The purpose of the invention is realized by the following technical scheme:
use of a silane-based additive composition in an electrolyte, the composition comprising:
the silane additive is used for inhibiting the gas generation of the battery cell, accounts for 0.01-10.0% of the total mass of the electrolyte, and has the structure shown as the following formula (I):
Figure BDA0002611817220000021
wherein, R1, R2, R3 and R4 are independently selected from any one of alkyl, alkynyl, fluoroalkyl and fluoroalkynyl, and at least one of R1, R2, R3 and R4 contains a carbon-carbon triple bond;
the fluorine-containing lithium salt additive is used for improving the initial impedance of the battery cell and inhibiting the continuous increase of the impedance of the battery cell in the circulation process, and accounts for 0.1-10.0 percent of the total mass of the electrolyte.
More preferably, the silane additive accounts for 0.1-3.0% of the total mass of the electrolyte, and the fluorine-containing lithium salt additive accounts for 0.2-5.0% of the total mass of the electrolyte.
According to the application of the silane additive composition in the electrolyte, R1, R2, R3 and R4 are preferably independently selected from C1-C6 alkyl, C2-C6 alkynyl, fluoro-C1-C6 alkyl and fluoro-C2-C6 alkynyl, and more preferably, the silane additive is selected from at least one of the following structures:
Figure BDA0002611817220000031
the silane additive can be subjected to oxidative decomposition on the positive electrode in preference to the solvent, a stable protective film is formed on the surface of the positive electrode, parasitic reaction between the electrolyte and the positive electrode material is inhibited, and the dissolution of positive electrode metal ions is prevented, so that the high-temperature storage performance of the battery is improved. Meanwhile, compared with the existing high-temperature additive, the silane additive has lower initial impedance, and is beneficial to improving the comprehensive performance of the battery.

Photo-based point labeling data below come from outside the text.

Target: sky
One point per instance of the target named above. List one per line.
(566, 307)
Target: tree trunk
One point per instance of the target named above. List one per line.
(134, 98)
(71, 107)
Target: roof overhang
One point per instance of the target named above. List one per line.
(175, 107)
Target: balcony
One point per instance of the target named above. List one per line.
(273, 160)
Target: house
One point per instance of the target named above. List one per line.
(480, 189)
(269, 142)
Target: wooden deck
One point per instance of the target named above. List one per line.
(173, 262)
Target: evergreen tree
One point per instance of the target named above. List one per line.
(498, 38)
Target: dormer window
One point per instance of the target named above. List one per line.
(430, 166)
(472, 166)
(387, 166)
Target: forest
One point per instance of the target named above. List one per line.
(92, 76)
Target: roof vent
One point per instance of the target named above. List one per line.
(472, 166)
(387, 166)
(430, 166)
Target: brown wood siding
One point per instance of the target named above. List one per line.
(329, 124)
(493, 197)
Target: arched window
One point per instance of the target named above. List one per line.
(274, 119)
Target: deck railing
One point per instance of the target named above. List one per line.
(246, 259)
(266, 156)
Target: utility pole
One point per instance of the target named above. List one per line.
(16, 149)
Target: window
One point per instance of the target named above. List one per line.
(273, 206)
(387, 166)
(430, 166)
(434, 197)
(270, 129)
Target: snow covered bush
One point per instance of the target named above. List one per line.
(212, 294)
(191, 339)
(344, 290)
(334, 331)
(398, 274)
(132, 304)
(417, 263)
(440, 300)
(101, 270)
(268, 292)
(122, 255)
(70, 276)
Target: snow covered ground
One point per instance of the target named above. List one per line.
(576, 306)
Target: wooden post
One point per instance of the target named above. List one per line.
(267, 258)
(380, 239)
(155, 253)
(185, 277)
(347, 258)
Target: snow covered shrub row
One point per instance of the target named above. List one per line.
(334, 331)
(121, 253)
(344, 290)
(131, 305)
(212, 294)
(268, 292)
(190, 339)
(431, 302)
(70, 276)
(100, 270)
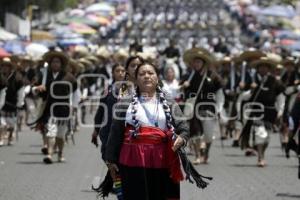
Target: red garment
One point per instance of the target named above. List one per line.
(151, 149)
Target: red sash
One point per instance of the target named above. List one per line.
(151, 149)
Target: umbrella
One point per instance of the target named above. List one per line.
(4, 35)
(254, 9)
(3, 53)
(101, 20)
(14, 47)
(287, 34)
(82, 20)
(36, 51)
(279, 11)
(100, 7)
(295, 46)
(82, 28)
(76, 12)
(41, 35)
(72, 42)
(287, 42)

The fluorine-containing lithium salt additive is a fluorine-containing lithium salt compound having boron or phosphorus as a central ion, and is preferably at least one selected from lithium difluorooxalato borate (abbreviated as LiDFOB), lithium tetrafluoroborate (abbreviated as LiBF4)), lithium difluorobis (oxalato) phosphate (abbreviated as LiDFOP), and lithium tetrafluorooxalato phosphate (abbreviated as LiTFOP). The lithium salt additive containing fluorine can construct an interface film which has stronger ionic conductivity and is beneficial to charge migration, and the interface film can continuously modify a positive and negative electrode interface film, so that the continuous increase of the impedance of a battery cell in the battery circulation process is inhibited, and the long-term high-temperature circulation stability of the battery is improved.

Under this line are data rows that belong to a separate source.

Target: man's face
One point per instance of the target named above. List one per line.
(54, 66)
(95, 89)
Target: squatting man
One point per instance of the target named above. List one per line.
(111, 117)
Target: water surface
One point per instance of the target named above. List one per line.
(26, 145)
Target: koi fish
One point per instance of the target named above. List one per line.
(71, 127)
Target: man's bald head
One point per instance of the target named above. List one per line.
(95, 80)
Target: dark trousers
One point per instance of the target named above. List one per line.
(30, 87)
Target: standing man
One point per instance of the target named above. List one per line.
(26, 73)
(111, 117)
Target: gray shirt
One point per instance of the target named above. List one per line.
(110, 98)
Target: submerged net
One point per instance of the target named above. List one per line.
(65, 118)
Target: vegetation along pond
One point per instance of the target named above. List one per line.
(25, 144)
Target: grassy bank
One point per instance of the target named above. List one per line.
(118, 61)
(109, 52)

By combining the silane additives and the fluoride salt additives in the electrolyte, the gas generation in the high-temperature storage process of the battery can be further inhibited, the initial impedance is reduced, the impedance increase in the battery circulation process is inhibited, the capacity recovery and capacity retention performance of the battery are improved, and the multiplying power and low-temperature discharge performance of the battery are improved.

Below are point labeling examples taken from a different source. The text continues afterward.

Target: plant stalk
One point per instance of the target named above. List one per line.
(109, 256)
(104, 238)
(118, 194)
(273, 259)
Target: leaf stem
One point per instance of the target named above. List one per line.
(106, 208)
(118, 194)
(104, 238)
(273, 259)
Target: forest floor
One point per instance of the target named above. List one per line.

The invention also provides a lithium ion battery electrolyte, which comprises lithium salt, an organic solvent and a composition of any one of the silane additives and the fluorine-containing lithium salt additive.
The lithium salt is selected from conventional lithium salts in electrolyte. Preferably, the lithium salt is at least one selected from lithium hexafluorophosphate, lithium bis (fluorosulfonyl) imide and lithium bis (trifluoromethylsulfonyl) imide, and the molar concentration of the lithium salt in the electrolyte is 0.4-1.6 mol/L. More preferably, the lithium salt comprises lithium hexafluorophosphate, and the molar concentration of the lithium hexafluorophosphate in the electrolyte is. 0.6 to 1.2 mol/L.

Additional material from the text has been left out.